Linear programming

Introduction

For a given linear function $f:\R^2\to \R$:

$$f(x,y)=c_1x+c_2y,\qquad (c_1,c_2)\ne (0,0),$$

and a given set of $n$ half-planes $H = \{ h_1, h_2, \dots , h_n\}$ we want to find a point in the intersection of these half-planes

$$(x,y)\in h_1\cap h_2\cap\dots\cap h_n=\bigcap_{i=1}^{n}h_i=\bigcap H,$$

at which the function $f$ reaches its maximum. Half-planes $h_i$ are described as sets of points satisfying the inequalities

\begin{equation}\label{hp} a_{i1}x+a_{i2}y\le b_i. \end{equation}

This problem is sometimes called linear program.
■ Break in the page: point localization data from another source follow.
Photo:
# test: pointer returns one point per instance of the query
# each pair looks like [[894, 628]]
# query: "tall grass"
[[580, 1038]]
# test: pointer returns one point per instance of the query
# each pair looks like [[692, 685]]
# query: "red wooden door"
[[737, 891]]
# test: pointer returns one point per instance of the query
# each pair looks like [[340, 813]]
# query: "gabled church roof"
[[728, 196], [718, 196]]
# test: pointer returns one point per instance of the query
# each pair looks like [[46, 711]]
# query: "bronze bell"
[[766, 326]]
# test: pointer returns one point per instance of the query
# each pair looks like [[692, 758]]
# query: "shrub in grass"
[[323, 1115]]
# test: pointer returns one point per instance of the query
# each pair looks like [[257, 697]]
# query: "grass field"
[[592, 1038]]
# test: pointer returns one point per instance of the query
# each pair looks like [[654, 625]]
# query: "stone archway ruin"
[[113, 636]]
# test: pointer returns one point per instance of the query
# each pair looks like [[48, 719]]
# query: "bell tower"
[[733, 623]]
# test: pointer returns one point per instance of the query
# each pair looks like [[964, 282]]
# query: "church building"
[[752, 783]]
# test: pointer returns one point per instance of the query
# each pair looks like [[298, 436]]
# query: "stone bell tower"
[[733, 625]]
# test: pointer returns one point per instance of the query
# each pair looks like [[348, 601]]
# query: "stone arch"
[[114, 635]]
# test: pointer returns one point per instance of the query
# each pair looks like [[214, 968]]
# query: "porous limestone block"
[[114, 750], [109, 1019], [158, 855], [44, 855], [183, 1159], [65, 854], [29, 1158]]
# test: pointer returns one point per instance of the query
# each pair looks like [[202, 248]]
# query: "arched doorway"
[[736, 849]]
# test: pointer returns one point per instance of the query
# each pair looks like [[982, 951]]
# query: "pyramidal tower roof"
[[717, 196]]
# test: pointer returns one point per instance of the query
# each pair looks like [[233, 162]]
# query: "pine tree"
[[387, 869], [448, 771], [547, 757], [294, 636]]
What is the geometric significance of this task? The function $f$ is determined by a vector $\vec{c}=(c_1,c_2)$. $f$ reaches the same value $k\in \R$ at all points of the line

$$\{(x,y)\in \R^2; c_1x+c_2y=k\}.$$

The vector $\vec{c}$ is perpendicular to all such lines. Hence $f$ changes in the direction of the vector $\vec{c}$. Since $f(c_1,c_2)=c_1^2+c_2^2>0$, the function $f$ increases in the direction of $\vec{c}$. If $f$ achieves a maximum on the intersections of half-planes, then it is at the point that is extreme in the direction of vector $\vec{c}$.

Figure 6.1
The point $v$ is the point where $f$ reaches its maximum on the given pentagon.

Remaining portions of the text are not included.